US 12,412,070 B2
	Neural processing unit that reuses feature maps and its operation method
Dong Hyun Min, Goyang-si (KR); Jung Boo Park, Seoul (KR); Kyeong Han Kim, Yongin-si (KR); Ho Seung Kim, Suwon-si (KR); and Hyun Jin Kim, Hwaseong-si (KR)
Assigned to DEEPX CO., LTD., Seongnam-si (KR)
Filed by DEEPX CO., LTD., Seongnam-si (KR)
Filed on Apr. 15, 2024, as Appl. No. 18/636,196.
Claims priority of application No. 10-2023-0171760 (KR), filed on Nov. 30, 2023.
Prior Publication US 2025/0181884 A1, Jun. 5, 2025
Int. Cl. G06N 3/04 (2023.01); G06F 3/06 (2006.01); G06N 3/063 (2023.01)
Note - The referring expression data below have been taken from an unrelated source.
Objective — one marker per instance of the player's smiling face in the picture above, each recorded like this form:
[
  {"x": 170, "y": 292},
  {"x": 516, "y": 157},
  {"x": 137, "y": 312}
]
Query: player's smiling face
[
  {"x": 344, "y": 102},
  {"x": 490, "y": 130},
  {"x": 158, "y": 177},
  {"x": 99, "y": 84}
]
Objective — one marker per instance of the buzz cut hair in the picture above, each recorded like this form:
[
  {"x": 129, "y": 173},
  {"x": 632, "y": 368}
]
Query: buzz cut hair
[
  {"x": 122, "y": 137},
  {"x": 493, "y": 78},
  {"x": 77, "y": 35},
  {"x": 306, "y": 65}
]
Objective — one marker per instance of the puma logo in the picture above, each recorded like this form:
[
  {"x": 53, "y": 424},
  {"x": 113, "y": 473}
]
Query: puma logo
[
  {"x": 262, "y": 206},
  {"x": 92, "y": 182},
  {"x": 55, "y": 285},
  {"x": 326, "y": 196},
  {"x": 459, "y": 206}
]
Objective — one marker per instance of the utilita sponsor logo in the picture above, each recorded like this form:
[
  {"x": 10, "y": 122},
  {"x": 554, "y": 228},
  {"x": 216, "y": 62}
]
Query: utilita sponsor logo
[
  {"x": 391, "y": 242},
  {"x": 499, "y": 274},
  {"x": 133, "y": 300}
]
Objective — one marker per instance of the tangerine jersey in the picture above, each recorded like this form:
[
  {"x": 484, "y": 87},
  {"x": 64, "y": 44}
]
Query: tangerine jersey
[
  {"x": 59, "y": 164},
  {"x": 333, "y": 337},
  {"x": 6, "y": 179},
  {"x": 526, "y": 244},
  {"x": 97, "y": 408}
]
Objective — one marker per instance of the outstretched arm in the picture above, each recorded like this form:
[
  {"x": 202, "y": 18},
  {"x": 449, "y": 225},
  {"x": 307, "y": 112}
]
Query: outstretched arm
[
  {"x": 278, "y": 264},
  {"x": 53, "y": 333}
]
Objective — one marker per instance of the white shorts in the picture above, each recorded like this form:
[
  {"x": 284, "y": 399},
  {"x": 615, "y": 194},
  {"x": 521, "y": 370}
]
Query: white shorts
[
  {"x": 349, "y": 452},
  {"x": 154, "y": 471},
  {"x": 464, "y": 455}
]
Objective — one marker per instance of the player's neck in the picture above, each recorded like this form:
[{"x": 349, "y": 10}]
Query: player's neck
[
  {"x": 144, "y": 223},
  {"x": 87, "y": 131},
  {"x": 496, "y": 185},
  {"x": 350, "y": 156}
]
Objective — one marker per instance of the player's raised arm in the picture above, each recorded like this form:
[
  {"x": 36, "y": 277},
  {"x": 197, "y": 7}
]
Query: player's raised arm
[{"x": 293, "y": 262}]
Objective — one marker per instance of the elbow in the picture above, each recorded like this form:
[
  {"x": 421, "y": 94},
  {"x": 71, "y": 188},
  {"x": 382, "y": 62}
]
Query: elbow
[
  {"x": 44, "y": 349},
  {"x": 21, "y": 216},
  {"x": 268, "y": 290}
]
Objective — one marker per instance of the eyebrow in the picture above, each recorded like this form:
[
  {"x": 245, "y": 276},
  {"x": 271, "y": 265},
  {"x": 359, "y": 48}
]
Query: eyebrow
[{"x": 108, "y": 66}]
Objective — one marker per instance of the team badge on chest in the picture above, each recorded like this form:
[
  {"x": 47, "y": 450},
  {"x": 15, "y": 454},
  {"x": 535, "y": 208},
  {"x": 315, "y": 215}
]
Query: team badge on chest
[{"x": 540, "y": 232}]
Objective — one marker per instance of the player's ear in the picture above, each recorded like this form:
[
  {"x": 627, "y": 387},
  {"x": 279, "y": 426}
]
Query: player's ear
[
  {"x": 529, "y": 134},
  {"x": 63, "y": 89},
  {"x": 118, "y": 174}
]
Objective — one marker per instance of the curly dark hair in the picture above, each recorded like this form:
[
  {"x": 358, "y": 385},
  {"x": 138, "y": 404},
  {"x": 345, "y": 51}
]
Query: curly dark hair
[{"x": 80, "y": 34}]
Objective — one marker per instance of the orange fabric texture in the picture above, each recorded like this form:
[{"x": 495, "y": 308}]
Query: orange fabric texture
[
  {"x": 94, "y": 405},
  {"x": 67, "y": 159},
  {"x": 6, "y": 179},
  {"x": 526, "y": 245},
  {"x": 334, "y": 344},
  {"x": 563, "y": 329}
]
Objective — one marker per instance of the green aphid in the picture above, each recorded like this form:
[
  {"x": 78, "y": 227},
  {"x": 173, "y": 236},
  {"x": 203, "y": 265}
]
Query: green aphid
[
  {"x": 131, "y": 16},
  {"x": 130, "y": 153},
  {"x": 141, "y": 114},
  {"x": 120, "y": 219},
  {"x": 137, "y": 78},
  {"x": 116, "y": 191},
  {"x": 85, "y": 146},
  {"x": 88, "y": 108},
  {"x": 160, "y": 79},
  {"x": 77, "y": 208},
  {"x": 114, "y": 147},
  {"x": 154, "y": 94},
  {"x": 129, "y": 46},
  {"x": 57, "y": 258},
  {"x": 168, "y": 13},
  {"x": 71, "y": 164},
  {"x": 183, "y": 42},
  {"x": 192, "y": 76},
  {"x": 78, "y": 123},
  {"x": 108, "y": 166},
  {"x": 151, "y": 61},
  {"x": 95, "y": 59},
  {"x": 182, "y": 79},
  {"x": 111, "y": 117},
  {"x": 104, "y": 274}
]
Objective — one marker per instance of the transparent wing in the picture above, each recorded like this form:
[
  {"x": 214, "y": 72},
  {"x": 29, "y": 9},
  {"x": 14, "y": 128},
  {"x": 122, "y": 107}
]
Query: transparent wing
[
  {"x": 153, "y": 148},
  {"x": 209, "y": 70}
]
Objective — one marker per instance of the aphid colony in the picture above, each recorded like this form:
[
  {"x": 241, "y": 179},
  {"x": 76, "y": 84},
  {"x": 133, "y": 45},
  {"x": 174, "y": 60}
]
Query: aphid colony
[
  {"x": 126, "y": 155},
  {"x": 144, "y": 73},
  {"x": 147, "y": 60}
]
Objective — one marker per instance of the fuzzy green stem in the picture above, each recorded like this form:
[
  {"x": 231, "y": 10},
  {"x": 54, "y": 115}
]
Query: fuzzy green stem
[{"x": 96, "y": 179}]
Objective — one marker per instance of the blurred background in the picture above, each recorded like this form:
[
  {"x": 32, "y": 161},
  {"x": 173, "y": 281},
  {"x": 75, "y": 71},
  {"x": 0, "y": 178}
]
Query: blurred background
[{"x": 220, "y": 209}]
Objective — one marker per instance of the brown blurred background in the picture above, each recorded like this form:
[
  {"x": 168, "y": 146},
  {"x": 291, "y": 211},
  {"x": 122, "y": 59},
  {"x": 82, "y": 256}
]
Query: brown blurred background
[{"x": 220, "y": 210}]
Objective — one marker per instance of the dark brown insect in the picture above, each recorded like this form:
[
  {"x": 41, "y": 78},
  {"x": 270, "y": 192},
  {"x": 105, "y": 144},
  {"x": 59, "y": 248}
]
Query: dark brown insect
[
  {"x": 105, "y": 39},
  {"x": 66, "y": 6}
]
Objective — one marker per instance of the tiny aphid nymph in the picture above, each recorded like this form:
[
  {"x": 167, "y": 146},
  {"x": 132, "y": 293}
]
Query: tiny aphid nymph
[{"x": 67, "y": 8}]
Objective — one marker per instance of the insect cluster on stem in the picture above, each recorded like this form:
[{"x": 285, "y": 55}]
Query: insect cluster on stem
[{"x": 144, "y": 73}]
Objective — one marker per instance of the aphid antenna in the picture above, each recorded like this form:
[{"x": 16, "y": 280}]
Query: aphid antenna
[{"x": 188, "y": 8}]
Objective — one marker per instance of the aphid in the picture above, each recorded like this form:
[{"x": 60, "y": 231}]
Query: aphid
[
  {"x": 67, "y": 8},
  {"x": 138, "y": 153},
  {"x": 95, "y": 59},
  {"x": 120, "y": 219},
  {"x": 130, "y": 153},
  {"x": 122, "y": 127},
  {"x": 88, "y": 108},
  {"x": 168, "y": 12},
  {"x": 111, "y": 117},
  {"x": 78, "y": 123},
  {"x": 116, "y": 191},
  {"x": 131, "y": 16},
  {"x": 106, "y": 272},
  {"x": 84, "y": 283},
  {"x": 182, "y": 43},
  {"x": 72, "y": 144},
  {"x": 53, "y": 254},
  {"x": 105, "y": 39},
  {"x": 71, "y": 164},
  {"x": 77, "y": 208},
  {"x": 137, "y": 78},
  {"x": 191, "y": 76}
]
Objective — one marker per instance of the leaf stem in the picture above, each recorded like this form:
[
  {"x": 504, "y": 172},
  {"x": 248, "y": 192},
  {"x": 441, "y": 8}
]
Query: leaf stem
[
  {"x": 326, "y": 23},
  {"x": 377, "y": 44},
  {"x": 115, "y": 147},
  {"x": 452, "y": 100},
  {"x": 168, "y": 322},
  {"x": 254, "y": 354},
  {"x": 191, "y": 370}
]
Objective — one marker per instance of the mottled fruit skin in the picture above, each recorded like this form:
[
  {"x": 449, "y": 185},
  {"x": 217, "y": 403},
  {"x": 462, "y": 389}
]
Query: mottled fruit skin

CPC G06N 3/04 (2013.01) [G06F 3/0604 (2013.01); G06N 3/063 (2013.01)]

17 Claims

1. A method of reusing feature maps that is operable on a neural processing unit (NPU), the method comprising:

(a) calculating, for a first layer of at least one artificial neural network (ANN) model including a plurality of layers, a space cost based on sizes of an input feature map, an output feature map, and a weight of a subsequent layer of the first layer;

(b) calculating a caching value for an operation of the first layer;

(c) determining a caching profit for the operation of the first layer based on the space cost and the caching value, the caching profit being cumulatively calculated per operation;

(d) selecting at least one caching entry from among caching candidate entries, each of the caching candidate entries corresponding to an the output feature map used for computation in a particular layer among the plurality of layers;

(e) determining a caching entry of the at least one caching entry having maximum caching profit among the at least one output feature map of the caching candidate entries, the caching entry with the maximum caching profit determined based on the cumulatively calculated caching profit; and

(f) storing the caching entry in a variable memory including a plurality of memory units, by selectively storing the caching entry in at least one memory unit of the plurality of memory units to exclude unnecessary data among the at least one cache entry, the selective storing considering each layer between the first layer and a delta-step layer (Δ-step layer), where Δ is an integer greater than or equal to two,

wherein the method is executed by the NPU, the NPU including the at least one ANN model.